Jackson is currently a member of the US Court of Appeals for the District of Columbia. “I have been a judge for nearly a decade now, and I take that responsibility, and my duty to be independent, very seriously,” she said.
Republicans are out to make noise about Jackson, if not actual sense. Tennessee’s Marsha Blackburn in a 10 minute opening statement said, “I can only wonder what’s your hidden agenda? Is it to let violent criminals, cop killers and child predators back to the streets?”
Republicans are also still sore about the 2018 hearings for Justice Brett Kavanaugh, who was accused of being a heavy drinker and committing sexual assault when he was a teenager. Texas Sen. Ted Cruz told Jackson, “No one is going to inquire about your teenage dating habits.”

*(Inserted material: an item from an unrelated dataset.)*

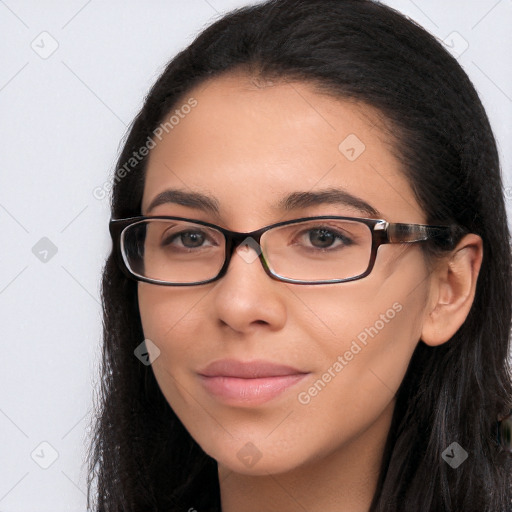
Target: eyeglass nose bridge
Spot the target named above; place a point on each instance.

Pumped Up: You may have noticed that gasoline prices aren’t dropping by much and they are not likely to. Oil prices rose sharply yesterday as Europe considers whether to match America’s ban on Russian oil. US crude rose 7 percent to $112.12 a barrel. Brent crude, the world standard, also jumped 7 percent to $115.62 a barrel.
The Spin Rack: Former President Donald Trump and two of his business-associate children filed an appeal in their fight to stop the New York attorney general from questioning them as part of a civil investigation into the Trump Organization. — A Texas appeals court reinstated a temporary injunction that prohibits the state from investigating parents who give gender-affirming care to their transgender children. — The City of Miami Beach has declared a state of emergency and a midnight curfew in response to a burst of spring break violence. Five people were shot over the weekend.
Ticket Punching: The former wife of Eric Greitens, a former governor and leading Republican candidate for the US Senate from Missouri, has accused him in court documents of physical abuse during their marriage. She says he knocked her down then took her keys, phone, and wallet during an argument in 2018. Greitens resigned as governor of the state amid scandal that same year. Now he thinks he’s material for the US Senate.